Assertive people merely project their own humble awareness of their inherent worth; and everyone is worthwhile -even you.Respect for other people, empathy for their feelings, and recognition of their worth are all underpinnings of an assertive personality. Resentment, frustration, impatience, and anger all 'cloud' what could be a purely assertive act. So, what's the "trick" then? Whenever possible... waiting to speak or act until you can do it from a place of Calm Respect - f'ree of resentment, frustration, impatience, and anger, will transform the situation into one where everybody wins.

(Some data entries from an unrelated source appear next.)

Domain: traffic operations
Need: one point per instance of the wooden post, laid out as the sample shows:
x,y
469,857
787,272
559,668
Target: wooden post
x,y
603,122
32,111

By the same token, simply 'waiting out' your negative feelings without taking measures to relieve yourself of them can lead to a build-up of negative emotions. This dangerous phenomenon is known as the "pressure-cooker" syndrome... When unexpelled negative emotions build up to the point where we "blow our top" -- usually in the wrong place at the wrong time and directed at the wrong people, in any case doing more harm than good.Being Genuinely Assertive requires being responsible for your thoughts and feelings... Being responsible for your thoughts and feelings does "not" mean blaming and unloading on others. It means 'taking responsibility' for the thoughts andfeelings we have and acting responsibly in accordance with them. In the case of the "pressure cooker" syndrome... it's our resentment and frustration with ourselves for 'putting up' with an unpleasant and intolerable scenario that leads to our inappropriate outbursts. It's ourselves we're mad at; not the other person. So don't take it out on them. Deal with the one responsible: yourself. Then and 'only' then can you deal responsibly with anything outside yourself. The Exciting News Is... Once you learn the ability to express your feelings respectfully and proactively, you'll no longer lose control to stubborn pride or inappropriate emotional outbursts. These are the qualities of being truly assertive.